Clinical progression and outcome of patients with monoclonal B-cell lymphocytosis

Abstract

Monoclonal B-cell lymphocytosis (MBL) is a clonal lymphoproliferation with the immunophenotype of chronic lymphocytic leukemia (CLL) but a B-lymphocyte count of less than 5 × 109/l and no lymphadenopathy, organomegaly, cytopenias or symptoms.

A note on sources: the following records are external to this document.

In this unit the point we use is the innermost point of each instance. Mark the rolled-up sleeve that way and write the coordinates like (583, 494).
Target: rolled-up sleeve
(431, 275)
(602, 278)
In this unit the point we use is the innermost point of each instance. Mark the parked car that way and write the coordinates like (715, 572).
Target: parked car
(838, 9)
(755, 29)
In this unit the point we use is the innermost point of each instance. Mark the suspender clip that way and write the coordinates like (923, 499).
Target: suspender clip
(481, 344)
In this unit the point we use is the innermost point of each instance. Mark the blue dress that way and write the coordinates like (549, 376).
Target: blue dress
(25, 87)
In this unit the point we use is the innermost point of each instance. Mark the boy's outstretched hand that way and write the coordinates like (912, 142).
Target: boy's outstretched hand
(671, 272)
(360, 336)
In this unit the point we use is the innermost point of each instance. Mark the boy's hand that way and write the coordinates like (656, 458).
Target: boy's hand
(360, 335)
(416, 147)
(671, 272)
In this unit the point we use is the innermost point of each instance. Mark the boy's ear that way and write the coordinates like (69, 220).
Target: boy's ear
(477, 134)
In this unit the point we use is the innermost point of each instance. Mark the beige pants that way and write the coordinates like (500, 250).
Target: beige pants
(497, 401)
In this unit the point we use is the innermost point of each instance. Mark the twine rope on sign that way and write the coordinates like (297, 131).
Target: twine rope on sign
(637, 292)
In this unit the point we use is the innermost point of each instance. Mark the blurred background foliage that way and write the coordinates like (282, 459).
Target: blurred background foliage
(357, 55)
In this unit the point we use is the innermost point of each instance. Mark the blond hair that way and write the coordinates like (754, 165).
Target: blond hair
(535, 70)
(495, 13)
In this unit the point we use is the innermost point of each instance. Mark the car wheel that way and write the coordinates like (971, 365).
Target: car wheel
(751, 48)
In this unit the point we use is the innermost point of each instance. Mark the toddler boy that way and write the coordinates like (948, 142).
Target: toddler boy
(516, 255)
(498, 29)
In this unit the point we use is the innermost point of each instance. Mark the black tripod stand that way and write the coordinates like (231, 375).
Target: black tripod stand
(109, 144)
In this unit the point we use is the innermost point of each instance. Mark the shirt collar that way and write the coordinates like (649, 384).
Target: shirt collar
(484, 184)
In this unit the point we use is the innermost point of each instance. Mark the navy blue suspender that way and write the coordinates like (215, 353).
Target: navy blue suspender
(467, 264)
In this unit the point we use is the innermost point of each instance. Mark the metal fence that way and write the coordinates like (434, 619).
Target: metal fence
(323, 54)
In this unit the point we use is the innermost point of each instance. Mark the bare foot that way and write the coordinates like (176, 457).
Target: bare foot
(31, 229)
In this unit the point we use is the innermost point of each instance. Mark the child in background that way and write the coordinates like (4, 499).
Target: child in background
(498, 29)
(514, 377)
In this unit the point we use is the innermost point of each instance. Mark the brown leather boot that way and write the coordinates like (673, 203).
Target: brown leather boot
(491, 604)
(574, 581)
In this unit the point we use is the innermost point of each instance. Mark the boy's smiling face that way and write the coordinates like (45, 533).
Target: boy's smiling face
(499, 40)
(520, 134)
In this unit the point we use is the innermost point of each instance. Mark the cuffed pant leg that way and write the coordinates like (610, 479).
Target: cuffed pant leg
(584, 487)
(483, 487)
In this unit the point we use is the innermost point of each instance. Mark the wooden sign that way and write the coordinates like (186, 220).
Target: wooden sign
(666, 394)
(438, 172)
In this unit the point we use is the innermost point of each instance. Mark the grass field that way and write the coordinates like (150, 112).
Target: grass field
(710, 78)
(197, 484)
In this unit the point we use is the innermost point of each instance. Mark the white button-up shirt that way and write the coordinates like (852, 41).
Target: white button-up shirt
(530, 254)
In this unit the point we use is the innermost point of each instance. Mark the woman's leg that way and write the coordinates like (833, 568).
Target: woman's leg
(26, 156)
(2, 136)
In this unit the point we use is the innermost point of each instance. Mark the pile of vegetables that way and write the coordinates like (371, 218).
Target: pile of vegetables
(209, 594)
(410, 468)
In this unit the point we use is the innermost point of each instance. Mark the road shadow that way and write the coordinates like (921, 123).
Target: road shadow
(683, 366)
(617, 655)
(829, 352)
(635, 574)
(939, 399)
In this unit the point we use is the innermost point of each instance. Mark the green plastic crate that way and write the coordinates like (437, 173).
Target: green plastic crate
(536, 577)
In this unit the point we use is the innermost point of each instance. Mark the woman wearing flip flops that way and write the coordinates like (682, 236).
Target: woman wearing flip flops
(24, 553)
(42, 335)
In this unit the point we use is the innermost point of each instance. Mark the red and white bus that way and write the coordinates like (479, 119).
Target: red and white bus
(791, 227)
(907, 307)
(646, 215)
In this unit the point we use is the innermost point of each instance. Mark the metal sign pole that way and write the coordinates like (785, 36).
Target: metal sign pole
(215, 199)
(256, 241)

We performed a retrospective analysis of patients with MBL (n = 46), Rai stage 0 CLL (n = 112) and Rai stage ≥1 CLL (n = 54). Median follow-up and range was 30 (0.1 – 120) months for MBL, 60 (0.1 – 309) months for stage 0 CLL and 54 (0.1 – 309) months for stage ≥1 CLL. None of the MBL patients required treatment compared with 24 of 112 (21%) stage 0 CLL and 28 of 54 (52%) stage ≥1 CLL patients (p < 0.0003). No MBL underwent aggressive transformation compared with 1 of 112 (0.8%) stage 0 CLL and 6 of 54 (11%) stage ≥1 CLL patients (p < 0.0003). Progression-free survival (PFS) appeared improved in MBL compared to stage 0 CLL, although this did not reach statistical significant (p = 0.07) due to the relatively short follow-up in the MBL group; two year PFS was 97.2% for MBL, 93.1% for stage 0 CLL, and 68% for stage ≥1 CLL patients (p < 0.0001 for stage ≥1 CLL compared with MBL and stage 0 CLL). This is the first study of outcome in MBL which demonstrates that patients have an improved disease course compared to stage 0 CLL patients. Over a median 2.5 years of follow-up, no MBL patients required treatment or died of CLL-related causes.